Bu tutum aslında yönetim ve kurumsal kültürle ilgili bir durum. Bazı firmalar gerçekten çok moda mod. Bizi bir şekilde sistemin içerisinde bağlayan bir şey yok ama firmalar da birbirinden görerek, belli kalite standartlarını oluşturmaya çalışıyorlar. Bir çağrı merkezinin diğerinden farklı konuşmasını istemiyorlar. Çağrı kime düşerse düşsün, aynı bilgiler paylaşılsın isteniyor. Çünkü bu, takip açısından işi kolaylaştırıyor, kalitenizi ve performansınızı belli ediyor. Operasyonu iyileştirmek ve mükemmelleştirmek adına çok şey yapılıyor. Bir kelime için bile saatlerce konuşulduğu, tartışıldığı oluyor ama aslında sonuç itibari ile bizim de geldiğimiz nokta; insan karşısında insan görmek istiyor.
Güçlü bir sabır ve sakinlik gerektiren bu işte, çalışanlarınızı işe alırken nelere dikkat ediyorsunuz?

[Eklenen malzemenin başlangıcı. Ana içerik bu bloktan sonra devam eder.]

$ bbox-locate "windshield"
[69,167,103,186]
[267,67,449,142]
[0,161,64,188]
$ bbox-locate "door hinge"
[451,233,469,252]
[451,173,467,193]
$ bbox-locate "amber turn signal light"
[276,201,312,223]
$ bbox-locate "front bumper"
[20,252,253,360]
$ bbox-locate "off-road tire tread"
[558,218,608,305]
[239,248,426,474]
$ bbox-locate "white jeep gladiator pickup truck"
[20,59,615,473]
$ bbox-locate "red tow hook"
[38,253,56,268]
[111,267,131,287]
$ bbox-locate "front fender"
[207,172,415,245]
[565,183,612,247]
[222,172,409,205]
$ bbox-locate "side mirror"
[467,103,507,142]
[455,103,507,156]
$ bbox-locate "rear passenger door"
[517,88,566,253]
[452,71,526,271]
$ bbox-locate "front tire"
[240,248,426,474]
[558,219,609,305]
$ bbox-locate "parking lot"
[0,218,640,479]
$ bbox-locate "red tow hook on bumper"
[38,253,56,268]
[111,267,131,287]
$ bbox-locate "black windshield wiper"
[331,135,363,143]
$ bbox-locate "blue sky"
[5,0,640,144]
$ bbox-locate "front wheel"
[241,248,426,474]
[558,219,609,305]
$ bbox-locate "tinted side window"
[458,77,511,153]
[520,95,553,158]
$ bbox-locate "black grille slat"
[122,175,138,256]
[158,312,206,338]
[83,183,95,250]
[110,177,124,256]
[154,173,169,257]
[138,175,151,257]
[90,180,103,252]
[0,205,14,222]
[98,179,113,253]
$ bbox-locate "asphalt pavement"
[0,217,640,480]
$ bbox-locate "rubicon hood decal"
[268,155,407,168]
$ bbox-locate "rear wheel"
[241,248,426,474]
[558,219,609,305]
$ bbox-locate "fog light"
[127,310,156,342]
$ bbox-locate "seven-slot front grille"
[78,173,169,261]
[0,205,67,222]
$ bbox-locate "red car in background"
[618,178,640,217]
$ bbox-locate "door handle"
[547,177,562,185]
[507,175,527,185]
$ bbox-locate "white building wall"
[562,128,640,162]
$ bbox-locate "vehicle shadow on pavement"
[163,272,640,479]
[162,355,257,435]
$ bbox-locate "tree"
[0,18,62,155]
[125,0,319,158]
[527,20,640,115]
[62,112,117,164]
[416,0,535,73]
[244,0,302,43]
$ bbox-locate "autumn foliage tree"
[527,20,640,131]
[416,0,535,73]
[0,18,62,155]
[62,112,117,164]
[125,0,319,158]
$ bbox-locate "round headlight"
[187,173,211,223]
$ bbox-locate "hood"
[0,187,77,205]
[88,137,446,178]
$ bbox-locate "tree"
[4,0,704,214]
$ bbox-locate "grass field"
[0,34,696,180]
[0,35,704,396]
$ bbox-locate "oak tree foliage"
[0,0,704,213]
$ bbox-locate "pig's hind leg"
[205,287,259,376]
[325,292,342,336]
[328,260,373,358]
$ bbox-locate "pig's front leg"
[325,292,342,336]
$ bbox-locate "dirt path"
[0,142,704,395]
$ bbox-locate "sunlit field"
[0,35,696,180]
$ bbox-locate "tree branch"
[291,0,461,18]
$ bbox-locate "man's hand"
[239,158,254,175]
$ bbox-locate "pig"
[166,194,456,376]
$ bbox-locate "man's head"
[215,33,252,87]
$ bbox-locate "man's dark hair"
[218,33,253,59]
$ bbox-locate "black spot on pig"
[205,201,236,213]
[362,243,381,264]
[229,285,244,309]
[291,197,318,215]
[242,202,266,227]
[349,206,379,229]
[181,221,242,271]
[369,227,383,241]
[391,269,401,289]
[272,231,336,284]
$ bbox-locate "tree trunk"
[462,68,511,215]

Çok sinirli yapıda olan insanları bu işe almamak gerekiyor. Biz çalıştığımız kurumlarla belli standartlarla çalışıyoruz. Uyulması gereken belli kurallarımız var ve o kuralların dışına çıkılsa bile yine uyulması gereken kurallar var. Hiç söylenmemesi veya eksik söylenmemesi gereken kelimelerimiz var. Örneğin; ‘iyi günler’ demeden telefonu kapatmamak gibi… Yıpratıcı bir iş olduğu konusunda kesinlikle hemfikirim. Bu nedenle çağrı merkezi çalışanlarının mutluluğunu sağlamak bence en önemli kriterlerden biri.
Savatel bunu sağlıyor mu?
Yılda 1 kez çalışan memnuniyet anketleri yapıyoruz. Çalışma saatlerimizi çalışanların uygunluk durumuna göre planlama çalışıyoruz. Maddi olarak tamamen performans ve başarıya yönelik yürüttüğümüz teşvik yapımız var. Takım lideri, masa şefi ve operasyon sorumsu arkadaşlarımız var. hepsi de kendi içimizden arkadaşlarımız. Yani kariyerlerini ilerletme olanakları var çalışanlarımızın. Bu da tabi işgücü kaybımızı engelliyor. Çalışanlarımız başka iş arayışına girmiyorlar.
Son olarak söylemek istedikleriniz…
Umarım her şey bizim için yolunda gitmeye devam eder. Büyük bir sabırsızlıkla İzmir Atatürk Organize Sanayi Bölgesi’ne gelmeyi bekliyoruz.